Na década de 1970, Jay Berman foi um dos principais assessores do senador Birch Bayh, de Indiana, que foi chamado de “o pai do Título IX” por redigir a legislação e ajudar a guiá-la no Senado.
Acabamos de ter uma lição, Berman, 84, me disse na sexta-feira, com uma voz grossa de tristeza. Os direitos das mulheres não devem ser dados como garantidos nos esportes ou em qualquer outra parte da vida. A luta continua. “Todos os dias”, disse ele. “Todos os dias.”
Certamente há oponentes do aborto nos esportes. Na sexta-feira eles ficaram quietos, pelo menos na minha observação, embora o ex-tight end da NFL Benjamin Watson escreveu no Twitter que “Esta virada na jurisprudência marca o fim de uma era de desrespeito sancionado pelo Estado pela dignidade humana, onde a lucratividade superava a personalidade”.
Eu tenho escrito muito sobre esportes femininos ultimamente. Conversei com atletas do sexo feminino sobre ter seu poder reconhecido. Sobre o papel que os jornalistas desempenham nesse esforço. E sobre o difícil equilíbrio de se estabelecer como um profissional de alto desempenho enquanto tenta planejar uma família e cuidar de sua saúde reprodutiva.
Sinto uma afinidade com essas mulheres. Vejo minha mãe, esposa, primos, colegas e amigos neles. Como um homem negro que vive na América, sua luta pelo empoderamento é algo com o qual me conecto e medito.

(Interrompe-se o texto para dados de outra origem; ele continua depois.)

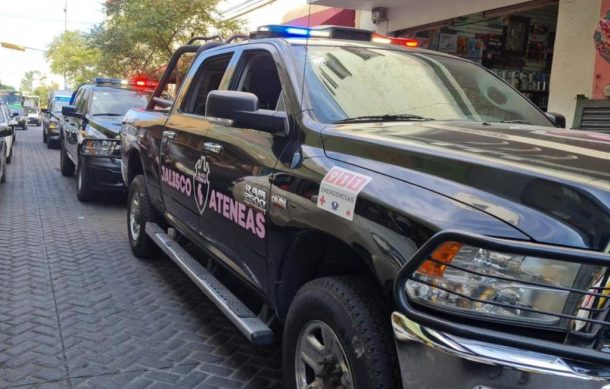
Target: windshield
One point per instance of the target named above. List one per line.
(12, 99)
(116, 102)
(349, 82)
(57, 105)
(30, 102)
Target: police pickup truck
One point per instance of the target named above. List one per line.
(397, 217)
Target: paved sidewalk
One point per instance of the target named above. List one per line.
(77, 309)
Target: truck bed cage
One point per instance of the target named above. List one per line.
(190, 47)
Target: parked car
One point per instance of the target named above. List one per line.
(31, 106)
(52, 120)
(5, 134)
(89, 135)
(407, 217)
(9, 139)
(20, 115)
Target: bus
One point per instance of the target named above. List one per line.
(14, 100)
(31, 105)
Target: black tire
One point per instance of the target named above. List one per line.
(66, 166)
(356, 315)
(141, 244)
(83, 193)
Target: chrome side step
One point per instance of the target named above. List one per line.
(241, 316)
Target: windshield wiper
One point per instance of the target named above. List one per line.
(384, 118)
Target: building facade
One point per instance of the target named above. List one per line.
(551, 50)
(255, 13)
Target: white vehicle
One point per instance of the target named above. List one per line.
(10, 139)
(31, 108)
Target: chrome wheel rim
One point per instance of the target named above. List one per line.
(134, 217)
(320, 360)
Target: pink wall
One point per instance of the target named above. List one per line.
(331, 16)
(602, 67)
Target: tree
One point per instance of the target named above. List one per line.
(27, 82)
(71, 53)
(139, 36)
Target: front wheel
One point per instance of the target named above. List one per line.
(337, 335)
(140, 212)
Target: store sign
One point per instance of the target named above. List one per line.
(602, 37)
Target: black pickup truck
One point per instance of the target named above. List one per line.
(398, 217)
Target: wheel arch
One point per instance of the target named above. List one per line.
(314, 254)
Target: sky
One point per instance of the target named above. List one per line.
(34, 23)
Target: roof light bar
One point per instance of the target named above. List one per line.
(405, 42)
(138, 82)
(336, 32)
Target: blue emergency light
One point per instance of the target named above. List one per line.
(104, 81)
(331, 32)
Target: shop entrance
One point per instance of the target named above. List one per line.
(516, 43)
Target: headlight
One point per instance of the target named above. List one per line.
(99, 147)
(506, 287)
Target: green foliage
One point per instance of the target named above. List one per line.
(28, 80)
(6, 87)
(71, 53)
(139, 36)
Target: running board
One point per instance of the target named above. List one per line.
(241, 316)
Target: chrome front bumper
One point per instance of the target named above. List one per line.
(432, 359)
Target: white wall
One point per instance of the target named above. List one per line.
(574, 55)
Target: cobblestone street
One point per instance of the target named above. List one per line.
(78, 310)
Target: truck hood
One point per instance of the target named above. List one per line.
(551, 184)
(105, 126)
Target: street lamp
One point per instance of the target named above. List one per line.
(12, 46)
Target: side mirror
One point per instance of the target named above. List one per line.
(70, 110)
(240, 109)
(5, 131)
(558, 119)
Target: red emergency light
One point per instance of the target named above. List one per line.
(143, 82)
(406, 42)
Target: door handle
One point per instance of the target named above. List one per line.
(213, 147)
(169, 134)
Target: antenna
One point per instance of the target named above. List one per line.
(306, 56)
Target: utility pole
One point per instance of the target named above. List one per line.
(65, 30)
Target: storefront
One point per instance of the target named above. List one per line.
(545, 48)
(516, 44)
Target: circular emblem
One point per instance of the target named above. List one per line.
(201, 184)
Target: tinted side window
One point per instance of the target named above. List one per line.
(259, 76)
(207, 79)
(76, 101)
(82, 105)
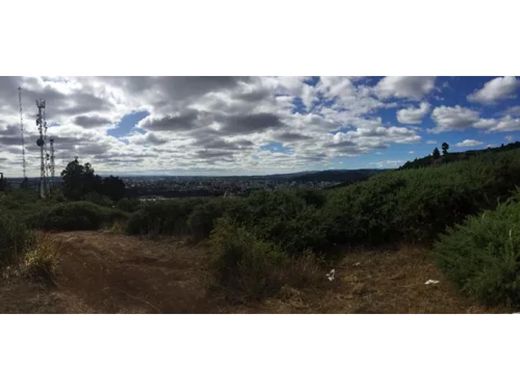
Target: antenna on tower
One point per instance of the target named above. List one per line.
(23, 136)
(52, 167)
(42, 128)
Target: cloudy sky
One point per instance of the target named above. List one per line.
(254, 125)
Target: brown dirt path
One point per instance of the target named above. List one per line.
(114, 273)
(102, 272)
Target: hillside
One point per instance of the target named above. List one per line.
(274, 251)
(457, 156)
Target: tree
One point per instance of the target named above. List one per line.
(113, 187)
(3, 182)
(79, 180)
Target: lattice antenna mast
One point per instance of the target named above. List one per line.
(52, 167)
(42, 125)
(22, 133)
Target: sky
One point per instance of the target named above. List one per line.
(254, 125)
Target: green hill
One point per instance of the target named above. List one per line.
(456, 156)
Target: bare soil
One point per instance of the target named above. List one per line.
(102, 272)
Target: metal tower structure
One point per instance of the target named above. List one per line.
(42, 129)
(22, 133)
(52, 167)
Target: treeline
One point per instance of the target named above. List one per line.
(403, 205)
(271, 238)
(80, 182)
(437, 158)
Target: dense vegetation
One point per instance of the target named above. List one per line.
(261, 241)
(76, 216)
(249, 267)
(436, 158)
(482, 256)
(80, 181)
(14, 239)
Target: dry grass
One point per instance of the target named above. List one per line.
(376, 281)
(41, 261)
(112, 273)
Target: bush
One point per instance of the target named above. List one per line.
(40, 262)
(128, 205)
(14, 239)
(99, 199)
(251, 268)
(482, 256)
(204, 216)
(163, 217)
(288, 218)
(244, 264)
(77, 216)
(417, 204)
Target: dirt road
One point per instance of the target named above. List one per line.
(102, 272)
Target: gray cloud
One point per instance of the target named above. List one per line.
(250, 123)
(184, 121)
(89, 122)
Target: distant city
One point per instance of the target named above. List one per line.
(157, 187)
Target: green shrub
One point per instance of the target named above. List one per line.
(244, 264)
(77, 216)
(99, 199)
(482, 256)
(202, 219)
(251, 268)
(14, 239)
(40, 262)
(417, 204)
(163, 217)
(128, 205)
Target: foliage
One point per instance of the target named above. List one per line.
(458, 156)
(40, 262)
(14, 239)
(163, 217)
(128, 205)
(202, 219)
(247, 266)
(244, 264)
(77, 216)
(79, 180)
(418, 204)
(482, 256)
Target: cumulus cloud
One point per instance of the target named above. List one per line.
(89, 122)
(412, 115)
(499, 88)
(454, 118)
(201, 124)
(404, 87)
(467, 143)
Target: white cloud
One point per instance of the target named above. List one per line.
(467, 143)
(404, 87)
(454, 118)
(499, 88)
(506, 123)
(412, 115)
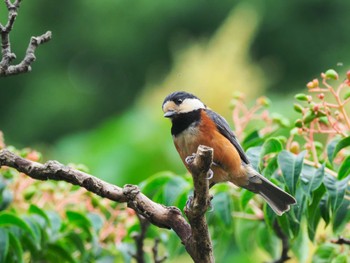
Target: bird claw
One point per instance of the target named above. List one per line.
(211, 208)
(189, 202)
(210, 174)
(189, 159)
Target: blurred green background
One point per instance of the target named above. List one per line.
(95, 93)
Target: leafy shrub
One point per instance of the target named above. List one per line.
(310, 160)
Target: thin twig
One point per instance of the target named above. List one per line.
(139, 239)
(285, 243)
(194, 236)
(6, 69)
(196, 208)
(341, 240)
(156, 258)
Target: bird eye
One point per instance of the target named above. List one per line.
(178, 101)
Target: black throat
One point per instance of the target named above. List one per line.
(183, 120)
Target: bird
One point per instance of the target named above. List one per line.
(194, 124)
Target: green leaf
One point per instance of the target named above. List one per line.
(301, 96)
(341, 258)
(272, 145)
(331, 148)
(300, 247)
(4, 244)
(344, 169)
(222, 209)
(77, 241)
(324, 253)
(291, 167)
(15, 247)
(324, 209)
(342, 217)
(59, 252)
(271, 167)
(346, 95)
(173, 188)
(313, 211)
(269, 217)
(78, 218)
(341, 145)
(152, 184)
(55, 223)
(245, 198)
(252, 139)
(96, 221)
(7, 219)
(336, 190)
(6, 198)
(331, 74)
(285, 225)
(267, 241)
(311, 180)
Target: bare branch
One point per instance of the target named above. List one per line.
(194, 236)
(285, 243)
(341, 241)
(139, 238)
(6, 69)
(200, 242)
(156, 258)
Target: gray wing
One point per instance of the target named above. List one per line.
(225, 130)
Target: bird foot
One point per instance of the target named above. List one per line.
(189, 202)
(210, 174)
(189, 159)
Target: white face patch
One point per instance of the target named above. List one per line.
(189, 105)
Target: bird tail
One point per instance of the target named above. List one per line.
(277, 199)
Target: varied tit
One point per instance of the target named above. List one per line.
(194, 124)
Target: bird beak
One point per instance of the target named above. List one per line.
(169, 114)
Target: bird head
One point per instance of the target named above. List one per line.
(180, 102)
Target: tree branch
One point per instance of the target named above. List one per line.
(139, 240)
(200, 241)
(285, 243)
(194, 236)
(341, 241)
(6, 68)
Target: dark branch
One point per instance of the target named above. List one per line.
(139, 240)
(195, 210)
(194, 237)
(341, 241)
(156, 258)
(6, 69)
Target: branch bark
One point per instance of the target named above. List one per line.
(194, 236)
(6, 69)
(197, 206)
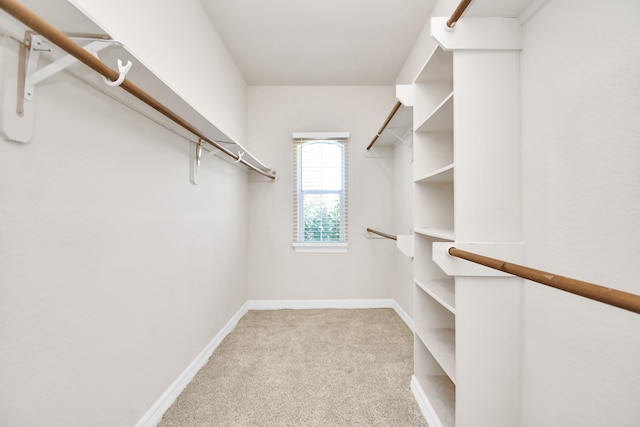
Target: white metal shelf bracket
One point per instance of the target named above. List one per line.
(33, 75)
(17, 91)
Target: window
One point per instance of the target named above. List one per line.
(320, 199)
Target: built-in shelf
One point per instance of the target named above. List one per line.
(441, 119)
(436, 386)
(437, 68)
(444, 174)
(441, 343)
(441, 392)
(397, 128)
(441, 290)
(440, 233)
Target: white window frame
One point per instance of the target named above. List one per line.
(319, 247)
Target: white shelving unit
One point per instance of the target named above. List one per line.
(466, 190)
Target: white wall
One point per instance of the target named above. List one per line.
(581, 177)
(182, 47)
(115, 271)
(276, 271)
(402, 289)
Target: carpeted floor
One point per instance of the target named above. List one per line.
(305, 368)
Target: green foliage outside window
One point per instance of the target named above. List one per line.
(322, 219)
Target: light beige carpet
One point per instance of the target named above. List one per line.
(305, 368)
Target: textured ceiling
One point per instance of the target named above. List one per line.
(319, 42)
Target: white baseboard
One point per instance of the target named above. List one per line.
(319, 303)
(423, 402)
(153, 416)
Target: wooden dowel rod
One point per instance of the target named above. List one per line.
(43, 28)
(457, 14)
(380, 233)
(386, 122)
(614, 297)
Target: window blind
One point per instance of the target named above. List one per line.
(320, 202)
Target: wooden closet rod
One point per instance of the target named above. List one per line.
(386, 122)
(380, 233)
(43, 28)
(457, 14)
(614, 297)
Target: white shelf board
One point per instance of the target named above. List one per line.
(444, 174)
(441, 119)
(441, 343)
(397, 129)
(441, 393)
(441, 290)
(440, 233)
(437, 68)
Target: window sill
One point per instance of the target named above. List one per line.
(320, 247)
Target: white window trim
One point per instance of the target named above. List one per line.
(322, 247)
(306, 247)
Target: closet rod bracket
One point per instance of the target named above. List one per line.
(36, 44)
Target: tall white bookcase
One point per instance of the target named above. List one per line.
(466, 102)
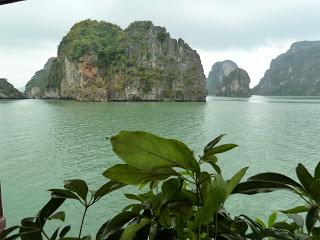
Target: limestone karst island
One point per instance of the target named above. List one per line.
(159, 120)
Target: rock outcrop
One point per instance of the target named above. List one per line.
(98, 61)
(7, 91)
(218, 72)
(294, 73)
(226, 79)
(235, 84)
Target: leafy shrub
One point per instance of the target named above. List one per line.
(182, 200)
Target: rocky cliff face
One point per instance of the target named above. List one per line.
(235, 84)
(226, 79)
(7, 91)
(98, 61)
(218, 72)
(296, 72)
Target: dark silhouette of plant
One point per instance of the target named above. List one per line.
(182, 199)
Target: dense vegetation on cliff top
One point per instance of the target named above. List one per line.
(141, 53)
(8, 91)
(181, 198)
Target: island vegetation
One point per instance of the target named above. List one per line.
(182, 197)
(99, 61)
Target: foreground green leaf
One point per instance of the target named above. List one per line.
(147, 151)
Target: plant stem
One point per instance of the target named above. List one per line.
(216, 226)
(44, 233)
(82, 221)
(197, 190)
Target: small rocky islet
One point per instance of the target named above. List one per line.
(294, 73)
(99, 61)
(228, 80)
(7, 90)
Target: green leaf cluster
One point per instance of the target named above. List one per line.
(182, 197)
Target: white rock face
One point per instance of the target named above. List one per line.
(218, 72)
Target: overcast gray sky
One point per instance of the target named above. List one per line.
(249, 32)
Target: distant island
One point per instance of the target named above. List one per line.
(294, 73)
(98, 61)
(7, 90)
(228, 80)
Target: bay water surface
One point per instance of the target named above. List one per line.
(43, 142)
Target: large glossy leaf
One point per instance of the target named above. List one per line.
(80, 187)
(221, 149)
(63, 193)
(311, 218)
(254, 187)
(130, 175)
(58, 216)
(275, 177)
(130, 232)
(55, 234)
(304, 177)
(146, 151)
(213, 202)
(272, 219)
(235, 180)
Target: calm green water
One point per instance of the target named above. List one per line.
(43, 142)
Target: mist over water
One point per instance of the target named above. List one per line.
(43, 142)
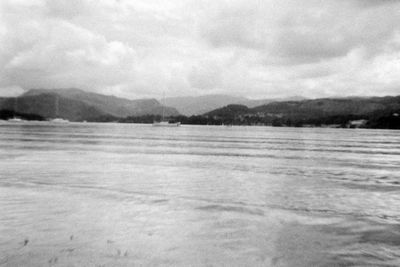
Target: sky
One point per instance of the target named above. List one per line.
(251, 48)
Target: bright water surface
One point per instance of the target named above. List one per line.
(137, 195)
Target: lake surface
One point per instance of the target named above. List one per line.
(136, 195)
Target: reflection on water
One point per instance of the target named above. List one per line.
(125, 195)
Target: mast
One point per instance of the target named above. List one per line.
(57, 108)
(163, 105)
(15, 105)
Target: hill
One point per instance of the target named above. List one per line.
(192, 105)
(78, 105)
(373, 112)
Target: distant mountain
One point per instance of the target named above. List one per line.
(78, 105)
(251, 103)
(373, 112)
(196, 105)
(191, 105)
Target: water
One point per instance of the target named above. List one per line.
(137, 195)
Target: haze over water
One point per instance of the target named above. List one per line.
(137, 195)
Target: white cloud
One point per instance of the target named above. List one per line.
(255, 48)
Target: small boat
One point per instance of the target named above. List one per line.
(166, 124)
(163, 122)
(15, 119)
(59, 120)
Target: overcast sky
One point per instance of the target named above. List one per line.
(257, 49)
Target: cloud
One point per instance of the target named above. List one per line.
(255, 48)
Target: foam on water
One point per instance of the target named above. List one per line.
(124, 195)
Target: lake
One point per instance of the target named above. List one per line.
(86, 194)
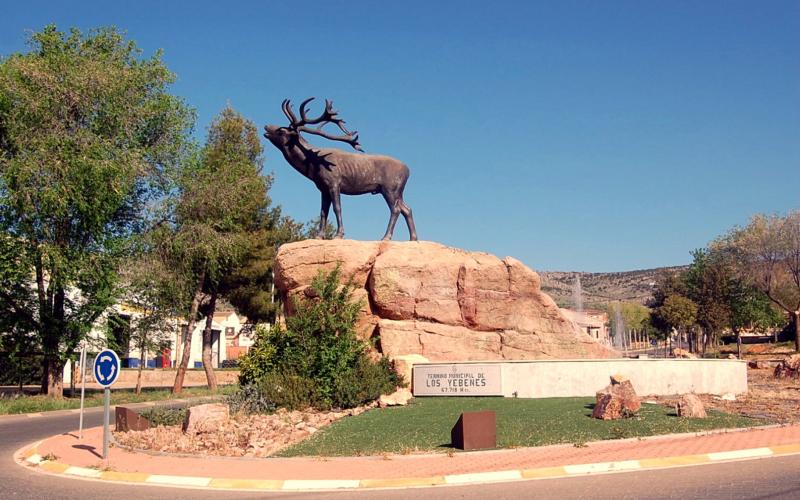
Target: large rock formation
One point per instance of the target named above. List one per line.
(442, 303)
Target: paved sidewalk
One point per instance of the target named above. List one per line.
(65, 454)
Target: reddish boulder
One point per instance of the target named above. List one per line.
(205, 418)
(617, 400)
(690, 406)
(442, 303)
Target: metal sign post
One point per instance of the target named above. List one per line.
(106, 371)
(83, 387)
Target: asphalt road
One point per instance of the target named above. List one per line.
(769, 478)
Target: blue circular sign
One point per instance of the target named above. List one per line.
(106, 368)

Grande parte de qualquer sucesso que tive na vida vem das conquistas de meu pai. No início dos anos 1950, ele se tornou um dos primeiros jogadores negros de basquete da Universidade de Oregon. A bolsa de estudos atlética da faculdade do meu pai, educação universitária e conexões atléticas impulsionaram sua família para a classe média.
O Oregon não tinha time de basquete feminino do time do colégio quando meu pai jogava. Isso não aconteceu, pelo menos da forma elitista e bem financiada que vemos hoje, até o Título IX, que foi aprovada durante um período de sete meses em que dois pilares da igualdade de direitos para as mulheres se tornaram lei. Agora apenas um pilar permanece de pé.
Esta semana começou com a celebração dos avanços defendidos por atletas do sexo feminino, como King e Perham. Terminou na incerteza.
“Desgostoso, desapontado, perturbado”, dizia um postagem de mídia social de TOGETHXRa empresa de mídia criada pelo astro do futebol Alex Morgan, a snowboarder Chloe Kim, a nadadora Simone Manuel e a grande estrela do basquete Sue Bird.
“Mas não terminamos”, continuou o comunicado. “Nós nunca vamos parar de lutar.”
Existe uma nova geração de atletas femininas, e elas não se curvarão. Isso por si só é motivo de celebração nestes tempos discordantes.